1. Field of the Invention
The present invention relates to a method for searching services, resources and/or functionalities in a network wherein the network comprises a multitude of nodes to which routable network addresses are assigned, and wherein the services, resources and/or functionalities which are to be searched, are specified by a source node.
2. Description of the Related Art
Methods of the mentioned kind have been state of the art for some time. With reference to an increasing trend to provide special services, resources and/or functionalities such as, for example, firewalls, data storage, media cache, transcoder etc. more and more on the network side, such methods steadily gain a growing importance.
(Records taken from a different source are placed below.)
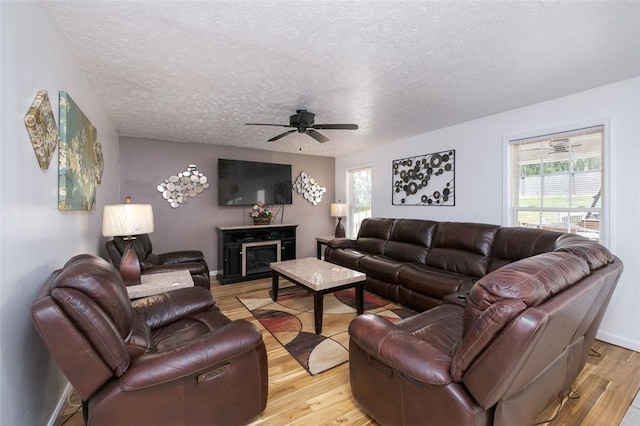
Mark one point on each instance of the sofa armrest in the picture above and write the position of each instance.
(458, 298)
(165, 308)
(173, 257)
(151, 369)
(342, 243)
(401, 350)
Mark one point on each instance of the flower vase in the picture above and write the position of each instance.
(261, 220)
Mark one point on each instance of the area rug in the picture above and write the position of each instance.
(290, 321)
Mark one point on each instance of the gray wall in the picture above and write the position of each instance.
(35, 237)
(144, 163)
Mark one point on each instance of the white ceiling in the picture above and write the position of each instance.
(196, 71)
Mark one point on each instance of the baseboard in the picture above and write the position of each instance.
(61, 404)
(617, 340)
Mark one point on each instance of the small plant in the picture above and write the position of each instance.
(260, 210)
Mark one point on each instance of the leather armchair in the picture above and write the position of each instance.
(517, 343)
(150, 263)
(170, 359)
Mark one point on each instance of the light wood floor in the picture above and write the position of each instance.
(606, 386)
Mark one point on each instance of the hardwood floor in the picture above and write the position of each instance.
(607, 384)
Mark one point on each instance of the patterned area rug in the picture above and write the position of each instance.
(290, 321)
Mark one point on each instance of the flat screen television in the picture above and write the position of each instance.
(244, 183)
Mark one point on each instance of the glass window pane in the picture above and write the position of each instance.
(359, 199)
(559, 180)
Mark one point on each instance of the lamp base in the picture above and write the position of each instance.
(339, 229)
(130, 265)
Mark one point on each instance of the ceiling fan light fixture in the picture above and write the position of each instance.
(303, 122)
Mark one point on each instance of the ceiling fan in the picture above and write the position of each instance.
(302, 122)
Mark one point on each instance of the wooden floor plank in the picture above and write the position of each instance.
(607, 384)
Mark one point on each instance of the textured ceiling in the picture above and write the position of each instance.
(197, 71)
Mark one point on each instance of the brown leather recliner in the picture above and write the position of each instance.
(170, 359)
(150, 263)
(518, 343)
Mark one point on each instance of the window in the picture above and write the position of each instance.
(359, 198)
(557, 182)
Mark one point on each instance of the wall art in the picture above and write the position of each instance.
(42, 129)
(178, 188)
(425, 180)
(76, 158)
(307, 186)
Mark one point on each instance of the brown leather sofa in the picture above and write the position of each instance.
(169, 359)
(150, 263)
(419, 262)
(516, 312)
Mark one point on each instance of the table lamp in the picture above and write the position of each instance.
(127, 221)
(339, 210)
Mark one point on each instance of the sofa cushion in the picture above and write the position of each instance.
(370, 245)
(433, 282)
(463, 248)
(595, 254)
(381, 268)
(501, 295)
(410, 240)
(512, 244)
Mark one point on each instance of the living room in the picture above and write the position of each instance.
(37, 238)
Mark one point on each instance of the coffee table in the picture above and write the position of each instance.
(318, 277)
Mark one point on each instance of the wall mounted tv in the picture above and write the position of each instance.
(244, 183)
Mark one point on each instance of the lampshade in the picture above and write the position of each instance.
(339, 209)
(120, 220)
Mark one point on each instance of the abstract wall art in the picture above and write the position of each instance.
(42, 129)
(77, 162)
(178, 188)
(307, 186)
(424, 180)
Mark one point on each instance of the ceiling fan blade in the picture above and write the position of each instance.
(281, 135)
(317, 136)
(336, 126)
(265, 124)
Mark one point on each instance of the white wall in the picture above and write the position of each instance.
(480, 173)
(36, 238)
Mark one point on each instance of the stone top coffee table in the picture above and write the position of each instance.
(318, 277)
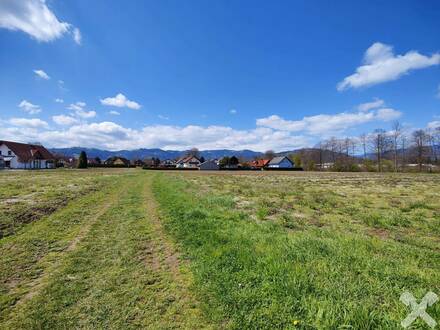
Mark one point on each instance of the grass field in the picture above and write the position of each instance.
(243, 250)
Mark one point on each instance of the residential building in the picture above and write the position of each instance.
(117, 161)
(25, 156)
(210, 165)
(260, 163)
(281, 162)
(188, 162)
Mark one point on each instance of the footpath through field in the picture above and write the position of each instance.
(101, 262)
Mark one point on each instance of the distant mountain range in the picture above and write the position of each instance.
(157, 153)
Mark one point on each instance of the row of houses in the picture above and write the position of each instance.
(190, 162)
(25, 156)
(16, 155)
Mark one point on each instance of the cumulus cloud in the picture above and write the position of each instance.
(34, 18)
(120, 101)
(25, 122)
(64, 120)
(112, 136)
(328, 124)
(79, 111)
(85, 114)
(272, 132)
(377, 103)
(77, 36)
(30, 108)
(42, 74)
(380, 65)
(77, 106)
(434, 124)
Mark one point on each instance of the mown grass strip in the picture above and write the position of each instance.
(108, 281)
(26, 256)
(257, 275)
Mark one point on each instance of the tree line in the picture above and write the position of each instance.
(398, 149)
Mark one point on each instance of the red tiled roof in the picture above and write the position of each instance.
(26, 152)
(186, 159)
(260, 162)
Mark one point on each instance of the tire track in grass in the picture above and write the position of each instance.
(110, 281)
(29, 257)
(38, 283)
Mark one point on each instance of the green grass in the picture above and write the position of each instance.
(100, 262)
(257, 266)
(135, 249)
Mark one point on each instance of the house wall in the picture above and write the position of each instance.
(209, 166)
(284, 164)
(16, 164)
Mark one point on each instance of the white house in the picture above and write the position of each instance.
(281, 162)
(25, 156)
(210, 165)
(188, 162)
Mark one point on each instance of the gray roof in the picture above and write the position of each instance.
(277, 160)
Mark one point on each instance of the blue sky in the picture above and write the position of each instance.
(224, 74)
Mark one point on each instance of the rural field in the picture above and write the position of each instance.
(129, 248)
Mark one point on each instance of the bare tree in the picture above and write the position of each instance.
(364, 139)
(396, 134)
(379, 143)
(419, 139)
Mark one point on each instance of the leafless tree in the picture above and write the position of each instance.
(419, 139)
(396, 134)
(364, 140)
(379, 143)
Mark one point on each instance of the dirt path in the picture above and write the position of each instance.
(38, 283)
(119, 271)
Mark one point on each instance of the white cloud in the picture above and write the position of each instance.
(30, 108)
(85, 114)
(42, 74)
(32, 123)
(77, 36)
(381, 65)
(77, 106)
(272, 132)
(377, 103)
(34, 18)
(120, 101)
(328, 124)
(79, 110)
(387, 114)
(434, 124)
(64, 120)
(109, 135)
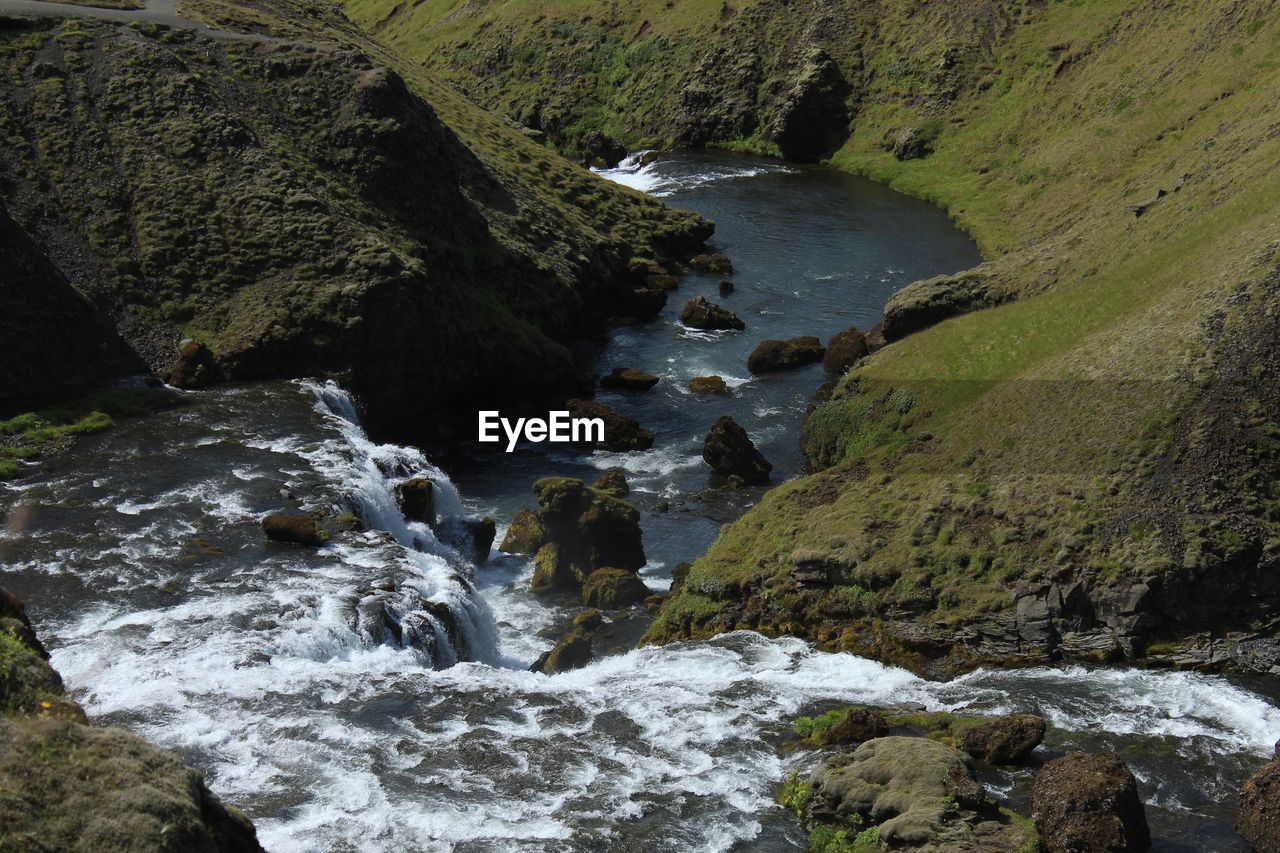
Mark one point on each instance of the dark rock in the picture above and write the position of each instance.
(730, 451)
(586, 529)
(613, 588)
(923, 304)
(600, 149)
(856, 726)
(845, 350)
(785, 355)
(525, 536)
(1088, 803)
(479, 536)
(613, 483)
(1005, 740)
(193, 368)
(1258, 816)
(810, 119)
(621, 433)
(295, 529)
(629, 379)
(708, 386)
(702, 314)
(416, 500)
(713, 263)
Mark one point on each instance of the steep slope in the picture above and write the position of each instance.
(1083, 470)
(302, 201)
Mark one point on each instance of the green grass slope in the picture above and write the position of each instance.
(1084, 470)
(304, 203)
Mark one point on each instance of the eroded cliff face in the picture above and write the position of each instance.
(1066, 452)
(304, 206)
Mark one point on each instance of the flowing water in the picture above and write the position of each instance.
(373, 694)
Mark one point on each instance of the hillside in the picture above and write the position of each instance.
(1086, 468)
(302, 201)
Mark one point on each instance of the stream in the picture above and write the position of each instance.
(327, 697)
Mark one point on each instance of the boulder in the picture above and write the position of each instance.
(613, 482)
(613, 588)
(295, 528)
(730, 451)
(479, 537)
(785, 355)
(586, 529)
(699, 313)
(525, 536)
(926, 302)
(629, 379)
(1088, 803)
(1258, 816)
(621, 433)
(416, 500)
(712, 263)
(193, 368)
(856, 726)
(1005, 740)
(708, 386)
(845, 350)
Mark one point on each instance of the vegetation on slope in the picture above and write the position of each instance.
(1086, 468)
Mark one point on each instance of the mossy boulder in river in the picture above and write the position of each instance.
(585, 529)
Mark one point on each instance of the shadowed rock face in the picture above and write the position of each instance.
(68, 785)
(1088, 803)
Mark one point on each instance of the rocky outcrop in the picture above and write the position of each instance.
(929, 301)
(1258, 816)
(71, 787)
(708, 386)
(585, 529)
(613, 588)
(295, 528)
(621, 432)
(731, 452)
(845, 350)
(702, 314)
(810, 118)
(629, 379)
(416, 498)
(785, 355)
(915, 793)
(1088, 803)
(1005, 740)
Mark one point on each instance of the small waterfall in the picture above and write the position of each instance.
(429, 602)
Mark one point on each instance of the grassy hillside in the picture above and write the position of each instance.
(1084, 470)
(304, 201)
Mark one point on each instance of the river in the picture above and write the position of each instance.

In the framework of a concrete generic method, it is common to register available services or resources at a commonly known directory service. (See E. Guttman, C. Perkins, J. Veizades, M. Day, Service Location Protocol, Version 2, Internet RFC2608, 1999, and J. Hodges, R. Morgan, Lightweight Directory Access Protocol (v3): Technical Specification, Internet RFC3377.) Clients or nodes, respectively, searching for specific services/resources query directly this directory service. The disadvantage of this approach is that the continuous updating of the directory service is extremely cost-intensive. This is specifically the case in highly dynamic and/or mobile environments. The number of update requests that is necessary in order to keep the directory service up to date increases very much, in particular if the availability of a service or specific information needed for using a service changes often. The same is valid in case the node offering a service is a mobile node.
Another disadvantage going along with the use of a directory service is that a directory based service typically is not able to take into account topological aspects, i.e. in particular the location of a resource or a service within the network.
In another known approach, a “lookup” request is broadcasted into the network when looking for specific network-side services and/or resources. (See K. S. Lim, R. Stadler, “A Navigation Pattern for Scalable Internet Management”, Seventh IFIP/IEEE International Symposium on Integrated Network Management (IM2001), Seattle, USA, May 2001, pp. 405-420). Nodes which are able and ready to provide the requested service or the requested resource, reply to this lookup request. This method is also called “flooding”.
The significant disadvantage of this method is that it does not scale. In large networks the described approach causes an enormous amount of superfluous traffic and potentially a very high number of replies. Without a corresponding indication at which location within the network a requested service should be, such a search has impact on all the nodes of a network.